An exciting aspect of the Shweeb is how it could address problems of health and fitness relating to lack of exercise in certain nations. Of course you will always get lazy Shweebers who don’t pedal, hold up the traffic and simply get taken for a ride; but any ticked off, speeding Shweebers won’t be able to knock others off the rails.

“Shock absorbers between the vehicles ensure that vehicles come together smoothly. When a fit rider comes up behind a slower rider, the impact is cushioned and they act as a single unit. The rider at the rear is sitting in the slipstream of the leading rider and is able to put all their power into pushing the lead vehicle,” says Barnett.

So it appears that road rage would no longer be an issue in a Shweeb world. In fact, two Shweebs acting together will always travel faster than either rider separately. Even if the lead rider were to stop pedaling, the energy required to maintain a vehicle’s momentum on a flat track is minimal.

Make way for Shweebways
The logistics of getting Shweeb systems up and running in countries around the world is not as difficult as one might think. “The urban Shweebrail network is inexpensive, has a tiny footprint, and each Shweebway requires only a square meter of airspace,” says Barnett. “It’s safe, silent and sustainable.”
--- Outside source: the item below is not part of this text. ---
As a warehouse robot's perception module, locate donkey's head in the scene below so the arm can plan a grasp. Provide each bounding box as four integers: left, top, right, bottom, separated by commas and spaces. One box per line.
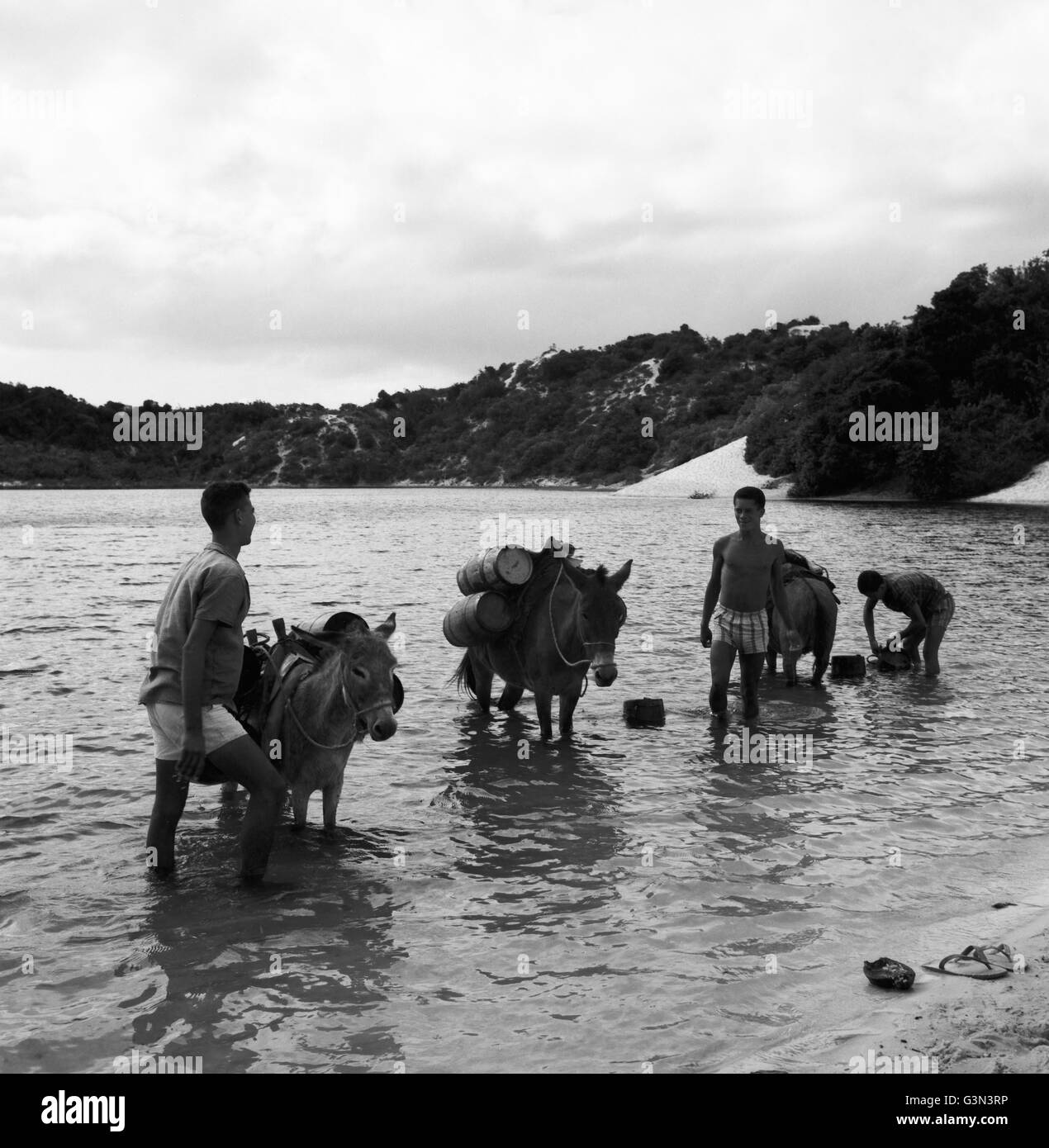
561, 559, 634, 685
339, 614, 400, 742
Not only are Shweebways inexpensive to build, but the pods come cheap too. In fact, you would never even need to buy one. “You don’t own the Shweeb,” says Barnett, “you use it like a shopping cart. Empty vehicles are restocked to wherever they are needed.”

Imagine it now: climbing into a slick Shweeb after a day’s work, laying back and sailing above congested traffic during rush hour, getting a daily workout with gentle pedaling, enjoying a great view of the city, all while listening to Bob Marley… Sign me up!